Reader comment on: Krugman Rewrites Nixon History

Submitted by Michael Lewis (United States), Mar 18, 2011 16:29

The Newspaper Preservation Act was working its way through congress and was designed to grant antitrust relief to the affected newspapers. Richard Nixon and his, Attorney General, were on record as strongly opposed to the passage of the Newspaper Preservation Act.

A newspaper executive wrote a letter to President Nixon as his re-election approached. The letter reminded President Nixon that the nation's largest Newspaper chains published in those states that had the largest number of electoral votes. The carefully worded letter reminded President Nixon that it could be difficult to be re-elected without their editorial support.

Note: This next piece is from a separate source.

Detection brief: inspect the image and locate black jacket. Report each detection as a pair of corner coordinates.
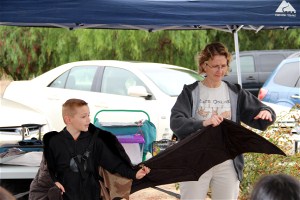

President Nixon reversed his position and used his political skills to convince congress to pass the Newspaper Preservation Act.

[See pgs.95-99] The Media Monopoly 5th edition paperback by Professor Ben HBagdikian.

The newly minted campaign laws should have castigated the 4th estate as well as Nixon? Instead the Federal Election Campaign Reform Act exempted them and created the 'Royal Corporate Press':

The following reference to the Press Exemption is excerpted from a letter by Senator Mitch McConnell

Section 431(9)(B)(i) makes a distinction where there is no real difference: the media is extremely powerful by any measure, a "special interest" by any definition, and heavily engaged in the "issue advocacy" and "independent expenditure" realms of political persuasion that most editorial boards find so objectionable when anyone other than a media outlet engages in it. To illustrate the absurdity of this special exemption the media enjoys, I frequently cite as an example the fact that if the RNC bought NBC from GE the FEC would regulate the evening news and, under the McCain-Feingold "reform" bill, Tom Brokaw could not mention a candidate 60 days before an election. This is patently absurd.